Sixty-five potential renal donors were divided into two groups. The first group was scanned with a routine quadric-phase protocol (non-contrast, arterial, venous, and delayed), and the second group was scanned with a triple-phase protocol (dual phase protocol + venous phase). In the second group, we replaced CT angiography with a routine abdominal CT technique. In addition to the evaluation of renal arteries, veins, and excretory systems, the radiation dose of the suggested protocol was compared to that of the routine quadric-phase protocol.


The suggested protocol was efficient in the evaluation of renal arteries, veins, and excretory systems in all studied potential renal donors.
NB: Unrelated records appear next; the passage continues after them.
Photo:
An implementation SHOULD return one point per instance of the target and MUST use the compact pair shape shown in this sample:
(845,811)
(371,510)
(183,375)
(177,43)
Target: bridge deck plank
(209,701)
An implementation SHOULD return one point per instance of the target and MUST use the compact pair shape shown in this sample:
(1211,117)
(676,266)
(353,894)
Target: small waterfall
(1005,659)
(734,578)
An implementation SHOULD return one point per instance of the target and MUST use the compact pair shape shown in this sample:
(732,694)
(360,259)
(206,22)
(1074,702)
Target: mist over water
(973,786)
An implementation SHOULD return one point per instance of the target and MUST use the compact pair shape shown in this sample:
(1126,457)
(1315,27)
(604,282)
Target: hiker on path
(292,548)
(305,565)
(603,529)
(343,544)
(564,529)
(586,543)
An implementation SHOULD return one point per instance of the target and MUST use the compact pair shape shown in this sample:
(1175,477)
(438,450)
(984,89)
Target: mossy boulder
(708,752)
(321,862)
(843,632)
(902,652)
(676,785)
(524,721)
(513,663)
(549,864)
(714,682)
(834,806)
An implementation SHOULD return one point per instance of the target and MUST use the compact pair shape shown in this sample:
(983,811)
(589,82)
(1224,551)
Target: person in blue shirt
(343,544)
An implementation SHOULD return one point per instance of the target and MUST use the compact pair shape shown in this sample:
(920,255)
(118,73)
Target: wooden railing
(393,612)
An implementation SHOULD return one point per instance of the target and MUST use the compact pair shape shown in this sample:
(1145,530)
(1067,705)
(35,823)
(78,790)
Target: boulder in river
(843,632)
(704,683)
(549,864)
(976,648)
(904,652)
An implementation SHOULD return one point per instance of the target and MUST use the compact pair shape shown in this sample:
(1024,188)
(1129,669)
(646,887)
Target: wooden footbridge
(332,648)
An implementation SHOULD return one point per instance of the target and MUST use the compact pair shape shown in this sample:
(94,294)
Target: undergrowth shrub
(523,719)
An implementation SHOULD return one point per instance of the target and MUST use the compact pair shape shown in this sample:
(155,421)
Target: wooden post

Renal arteries were well visualized in the combined vascular excretory phase using the routine abdominal CT technique; no significant difference was noted when these results were compared to those obtained from the CT angiography used in the quadric-phase protocol. The mean effective radiation dose of our suggested dual-phase protocol was only 34% of the dose resulting from the routine quadric-phase protocol.


Use of a low-radiation, dual-phase, CT protocol, which relied on both an unenhanced phase and a combined vascular and excretory phase, significantly reduced radiation dose. Furthermore, the proposed protocol provides adequate visualization of renal arteries and veins, and affords sufficient opacification of the urinary tract using improved acquisition triggering.